Administration officials floated the number at separate meetings last week with the Detroit Three — General Motors, Ford and Chrysler — according to people in government and industry familiar with the discussions. They spoke on condition of anonymity because they weren’t authorized to talk publicly about them.
While it is just a starting point, the figure is the first hint of where the government may be headed as it works to set a 2017-25 fuel economy standard. Last fall, the Transportation Department and the Environmental Protection Agency said they would consider a federal standard somewhere between 47 and 62 mpg.
The upper end of the range would mean a massive shift in what Americans drive. A government analysis found about half the lineup of new vehicles would need to be gas-electric hybrids under the most aggressive standards. The technology needed to achieve a 56 mpg standard, according to administration estimates, would add $2,100 to $2,600 to the price of a car. But because the vehicles would need less fuel, owners would make up the difference with fewer trips to the gas station.
Environmentalists are pushing for the most stringent standard, but automakers have thus far said they would be willing to work over the next eight years on vehicles that get between 42.6 and 46.7 miles per gallon.
The Obama administration is hoping to find some common ground and reach a deal before it makes a formal proposal in September.
Early in 2009, the White House announced a landmark agreement with automakers and states requiring cars and light trucks on average to achieve 35.5 miles per gallon by 2016 and set the first-ever standards for greenhouse gas emissions from tailpipes.

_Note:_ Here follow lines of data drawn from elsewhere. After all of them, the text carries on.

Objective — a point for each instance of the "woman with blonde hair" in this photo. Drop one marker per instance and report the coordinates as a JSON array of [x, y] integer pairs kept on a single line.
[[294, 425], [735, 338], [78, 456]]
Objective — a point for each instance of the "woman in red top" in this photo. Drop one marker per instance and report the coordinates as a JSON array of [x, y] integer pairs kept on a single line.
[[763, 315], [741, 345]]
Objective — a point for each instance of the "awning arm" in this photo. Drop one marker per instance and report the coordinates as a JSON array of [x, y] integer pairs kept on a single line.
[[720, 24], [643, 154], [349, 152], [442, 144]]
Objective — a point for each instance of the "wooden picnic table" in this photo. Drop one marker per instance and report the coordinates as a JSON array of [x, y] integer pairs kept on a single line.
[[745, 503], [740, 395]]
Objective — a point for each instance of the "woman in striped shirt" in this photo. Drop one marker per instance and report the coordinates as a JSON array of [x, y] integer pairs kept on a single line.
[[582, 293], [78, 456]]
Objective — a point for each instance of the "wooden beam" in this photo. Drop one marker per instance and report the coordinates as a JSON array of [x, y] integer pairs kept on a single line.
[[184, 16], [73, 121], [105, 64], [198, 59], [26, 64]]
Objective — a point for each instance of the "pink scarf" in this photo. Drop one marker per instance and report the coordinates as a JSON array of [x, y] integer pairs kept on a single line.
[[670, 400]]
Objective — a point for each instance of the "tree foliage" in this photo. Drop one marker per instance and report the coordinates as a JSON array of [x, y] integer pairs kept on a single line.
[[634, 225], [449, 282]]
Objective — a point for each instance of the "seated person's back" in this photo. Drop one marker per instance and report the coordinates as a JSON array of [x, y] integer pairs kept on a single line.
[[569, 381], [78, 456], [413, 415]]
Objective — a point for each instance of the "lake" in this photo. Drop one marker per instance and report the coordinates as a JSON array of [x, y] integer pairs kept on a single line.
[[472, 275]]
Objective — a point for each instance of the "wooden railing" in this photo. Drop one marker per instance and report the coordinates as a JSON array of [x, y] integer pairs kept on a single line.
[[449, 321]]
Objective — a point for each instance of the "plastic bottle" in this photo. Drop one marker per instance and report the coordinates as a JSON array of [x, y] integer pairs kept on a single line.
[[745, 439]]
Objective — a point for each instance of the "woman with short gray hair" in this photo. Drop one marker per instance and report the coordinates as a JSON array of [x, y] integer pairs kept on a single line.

The stakes are higher this time around, since legislation to curb climate change is no longer being pursued by the White House, which is looking for other ways to address global warming. High gasoline prices have also put pressure on the administration not only to find ways to boost oil supply, but also reduce demand.
“We continue to work closely with a broad range of stakeholders to develop an important standard that will save families money and keep the jobs of the future here,” White House spokesman Clark Stevens said in a statement. “A final decision has not been made, and as we have made clear we plan to propose a standard in September.”